Sunday Times Newspapers

SOUTHGATE — The first week back in class is always a challenge, but for Southgate Community Schools the beginning of the 2013-2014 academic year marked a new era for the district, downsized by three buildings from the previous year. Supt. William Grusecki said that the final day just three months ago also marked the final bell for Gerisch Middle School and Chorrman and North Pointe elementary schools.

“The biggest concern was getting everything moved on time,” Grusecki said. “There was all the normal summer stuff, waxing floors, with moving out of the closed buildings added to what the teachers were going through. Summer was as busy — if not busier — than I thought it would be.”

The decision to close three buildings was born last year when a reconfiguration committee recognized that the district’s $3 million-plus deficit could no longer be addressed by cutting services piece-meal. Reductions in recent years included eliminating bus transportation, privatizing janitorial services and closing the Anderson High School pool, but deeper cuts were needed.
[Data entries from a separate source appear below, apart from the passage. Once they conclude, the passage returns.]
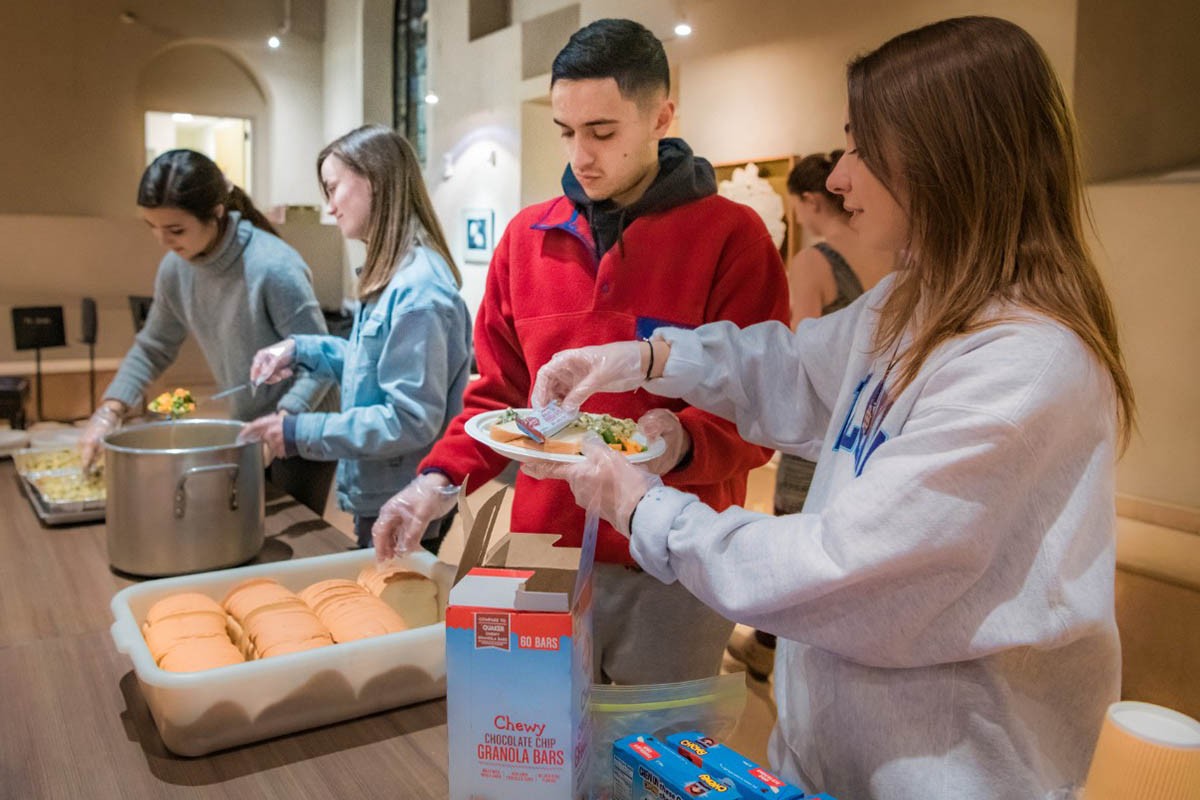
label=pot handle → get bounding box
[175,464,241,519]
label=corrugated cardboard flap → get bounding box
[455,489,594,613]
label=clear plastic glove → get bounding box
[637,408,691,475]
[530,342,647,410]
[79,403,121,473]
[250,338,296,386]
[521,434,662,536]
[238,414,287,462]
[371,473,461,563]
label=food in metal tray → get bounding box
[14,447,83,475]
[30,471,104,504]
[146,389,196,420]
[490,408,646,455]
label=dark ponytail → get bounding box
[787,150,846,213]
[138,150,278,235]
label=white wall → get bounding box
[1088,181,1200,510]
[0,0,324,383]
[430,0,1200,510]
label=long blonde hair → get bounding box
[847,17,1134,443]
[317,125,462,300]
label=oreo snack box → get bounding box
[666,730,806,800]
[612,734,746,800]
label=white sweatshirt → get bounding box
[631,279,1121,800]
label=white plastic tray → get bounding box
[463,409,667,464]
[112,549,455,756]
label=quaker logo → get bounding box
[750,766,787,789]
[475,612,511,650]
[833,373,893,477]
[629,741,659,762]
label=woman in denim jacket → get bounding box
[242,125,472,547]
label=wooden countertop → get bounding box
[0,459,449,800]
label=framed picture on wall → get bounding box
[462,209,496,264]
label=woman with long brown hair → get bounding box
[80,150,336,513]
[242,125,470,547]
[527,17,1134,799]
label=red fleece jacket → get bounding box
[420,194,788,565]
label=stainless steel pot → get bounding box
[104,420,264,576]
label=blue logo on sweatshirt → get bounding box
[833,374,892,477]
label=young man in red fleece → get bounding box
[374,19,788,684]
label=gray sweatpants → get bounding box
[592,564,733,685]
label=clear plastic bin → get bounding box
[112,549,454,756]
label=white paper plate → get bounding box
[464,408,667,464]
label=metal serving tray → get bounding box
[12,447,82,477]
[13,447,104,525]
[20,476,104,525]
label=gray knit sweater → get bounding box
[104,212,336,420]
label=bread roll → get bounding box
[359,565,438,627]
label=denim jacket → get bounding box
[283,246,472,517]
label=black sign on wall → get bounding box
[12,306,67,350]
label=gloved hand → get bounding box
[371,473,462,564]
[521,434,662,536]
[250,338,296,386]
[79,401,121,473]
[530,342,647,410]
[637,408,691,475]
[238,413,287,455]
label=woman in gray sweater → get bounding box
[82,150,336,513]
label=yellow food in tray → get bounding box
[490,408,647,456]
[31,473,104,503]
[146,389,196,420]
[13,447,83,475]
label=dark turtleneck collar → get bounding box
[563,138,716,258]
[188,211,254,270]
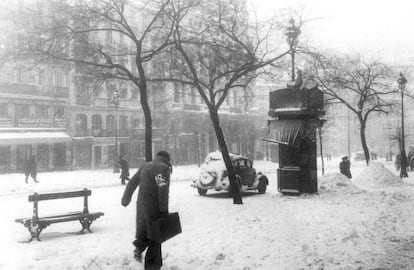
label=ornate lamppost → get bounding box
[397,72,408,178]
[110,91,119,173]
[285,18,300,82]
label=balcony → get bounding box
[16,117,52,128]
[0,82,69,98]
[53,118,68,129]
[269,87,325,117]
[0,117,13,128]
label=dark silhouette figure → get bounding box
[118,156,130,185]
[339,156,352,179]
[121,151,171,270]
[24,155,39,184]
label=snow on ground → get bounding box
[0,159,414,270]
[354,162,404,188]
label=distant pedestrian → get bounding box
[121,151,171,270]
[119,156,129,185]
[339,156,352,179]
[24,155,39,184]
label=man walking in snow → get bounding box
[339,156,352,179]
[121,151,171,270]
[24,155,39,184]
[118,156,129,185]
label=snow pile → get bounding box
[318,173,356,192]
[354,162,403,187]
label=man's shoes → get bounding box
[134,248,142,262]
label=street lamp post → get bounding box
[398,72,408,178]
[285,18,300,82]
[110,91,119,173]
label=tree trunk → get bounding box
[140,83,152,162]
[209,108,243,204]
[135,46,152,162]
[319,128,326,175]
[360,120,371,166]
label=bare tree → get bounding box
[157,0,289,204]
[307,53,398,165]
[7,0,174,161]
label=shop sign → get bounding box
[17,117,52,128]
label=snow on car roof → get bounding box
[205,151,246,163]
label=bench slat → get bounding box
[29,189,92,202]
[38,213,103,224]
[15,212,104,224]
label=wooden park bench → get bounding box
[15,188,104,242]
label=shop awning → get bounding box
[0,132,72,145]
[263,120,305,145]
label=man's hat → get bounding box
[157,151,170,161]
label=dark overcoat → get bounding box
[122,157,171,242]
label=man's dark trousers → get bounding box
[134,231,162,270]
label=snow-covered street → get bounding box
[0,159,414,270]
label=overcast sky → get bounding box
[249,0,414,65]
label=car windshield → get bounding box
[205,151,245,166]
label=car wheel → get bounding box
[197,188,207,195]
[229,174,242,197]
[257,177,267,194]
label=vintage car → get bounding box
[191,152,269,195]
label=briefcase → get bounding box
[147,212,181,243]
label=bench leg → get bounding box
[27,225,44,242]
[79,218,93,233]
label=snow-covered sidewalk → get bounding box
[0,160,414,270]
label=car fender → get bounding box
[257,172,269,185]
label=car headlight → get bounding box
[200,172,217,186]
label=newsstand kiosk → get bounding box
[264,87,325,194]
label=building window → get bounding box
[76,114,88,136]
[55,71,64,86]
[106,115,115,130]
[92,114,102,129]
[174,83,181,103]
[54,106,65,118]
[132,118,141,128]
[35,105,47,118]
[119,115,128,130]
[38,69,45,85]
[15,104,30,117]
[0,103,9,117]
[106,31,112,46]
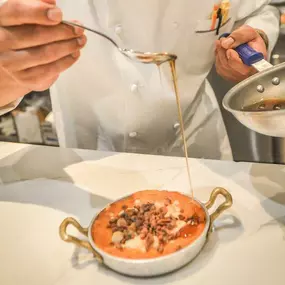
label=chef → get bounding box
[0,0,279,159]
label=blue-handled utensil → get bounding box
[219,33,273,72]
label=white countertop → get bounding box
[0,143,285,285]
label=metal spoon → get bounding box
[62,21,177,65]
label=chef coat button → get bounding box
[115,25,123,35]
[129,132,138,138]
[130,84,138,93]
[173,123,180,130]
[173,22,179,29]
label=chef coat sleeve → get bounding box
[0,97,23,116]
[235,0,280,54]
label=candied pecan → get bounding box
[178,215,185,221]
[176,245,182,251]
[112,231,124,244]
[135,219,143,228]
[145,233,154,251]
[117,218,127,227]
[140,233,146,239]
[115,243,123,250]
[164,198,172,206]
[157,243,164,253]
[157,218,171,225]
[129,223,137,232]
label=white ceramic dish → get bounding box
[59,187,233,277]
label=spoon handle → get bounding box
[62,21,119,48]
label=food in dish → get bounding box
[91,190,206,259]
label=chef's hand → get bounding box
[215,25,267,82]
[0,0,86,107]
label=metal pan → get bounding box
[222,34,285,137]
[59,187,233,277]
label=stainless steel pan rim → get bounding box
[59,187,233,277]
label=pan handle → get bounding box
[219,33,264,66]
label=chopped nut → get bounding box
[129,223,137,232]
[176,245,182,251]
[136,219,143,228]
[145,233,154,251]
[157,243,164,253]
[112,231,124,243]
[178,215,185,221]
[115,243,123,250]
[164,198,172,206]
[117,218,127,227]
[140,233,146,239]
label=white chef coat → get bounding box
[0,0,279,159]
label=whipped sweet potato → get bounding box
[92,190,206,259]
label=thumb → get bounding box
[221,25,258,49]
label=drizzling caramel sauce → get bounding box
[169,60,194,199]
[178,225,197,238]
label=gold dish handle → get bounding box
[205,187,233,230]
[59,217,103,263]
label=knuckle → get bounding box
[38,45,56,60]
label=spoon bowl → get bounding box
[62,21,177,65]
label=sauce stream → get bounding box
[169,60,194,199]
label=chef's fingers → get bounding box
[217,48,228,68]
[215,49,243,82]
[0,24,83,52]
[215,50,231,80]
[221,25,260,49]
[0,36,86,72]
[227,50,254,76]
[0,0,62,27]
[12,51,80,91]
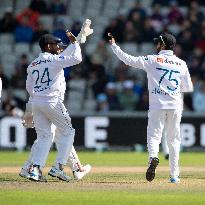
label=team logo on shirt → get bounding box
[143,56,149,61]
[157,57,164,63]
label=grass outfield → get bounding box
[0,152,205,205]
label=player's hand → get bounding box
[22,111,34,128]
[107,33,115,45]
[66,31,77,43]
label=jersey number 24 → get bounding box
[32,68,52,88]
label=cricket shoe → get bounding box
[19,168,30,179]
[73,164,92,180]
[48,166,71,181]
[146,157,159,182]
[28,165,47,182]
[169,177,180,184]
[77,19,93,43]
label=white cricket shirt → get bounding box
[26,42,82,102]
[111,44,193,109]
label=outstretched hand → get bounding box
[66,31,77,43]
[107,33,115,45]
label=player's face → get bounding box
[58,47,65,54]
[156,42,162,53]
[49,43,60,54]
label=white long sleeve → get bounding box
[26,43,82,102]
[111,43,151,71]
[181,65,193,93]
[111,44,193,109]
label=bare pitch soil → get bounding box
[0,166,205,192]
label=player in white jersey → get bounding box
[23,32,82,181]
[108,33,193,183]
[19,34,91,180]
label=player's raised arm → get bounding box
[181,64,193,93]
[108,33,149,70]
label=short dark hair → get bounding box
[39,34,62,52]
[153,33,176,50]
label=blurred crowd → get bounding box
[0,0,205,115]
Information sessions were held before the approved plan was put into place.

For the new school year, Davidson Middle School now houses all sixth- through eighth-grade students, and all four high school grades attend Anderson.

It was tight, Grusecki said, and while the district had lost population from its peak of more than 5,000 students, the estimated 4,250 students fill the current buildings.

“We’re operating at maximum capacity now,” Grusecki said. He spent Tuesday visiting different schools and saw filled hallways at Anderson, which accounts for more than 1,400 of the district’s pupils. The elementary schools, he said, are each at more than 400 students compared to last year’s average of 300.

Although the reconfiguration resulted in about 30 layoffs, Grusecki said that many staff were retained. The former Gerisch administrators transitioned to Davidson Middle School, and the transitions maintained as much continuity as possible.

“It’s going very well,” Grusecki said with cautious optimism last week. “Everything fell into place and we were ready for the kids.”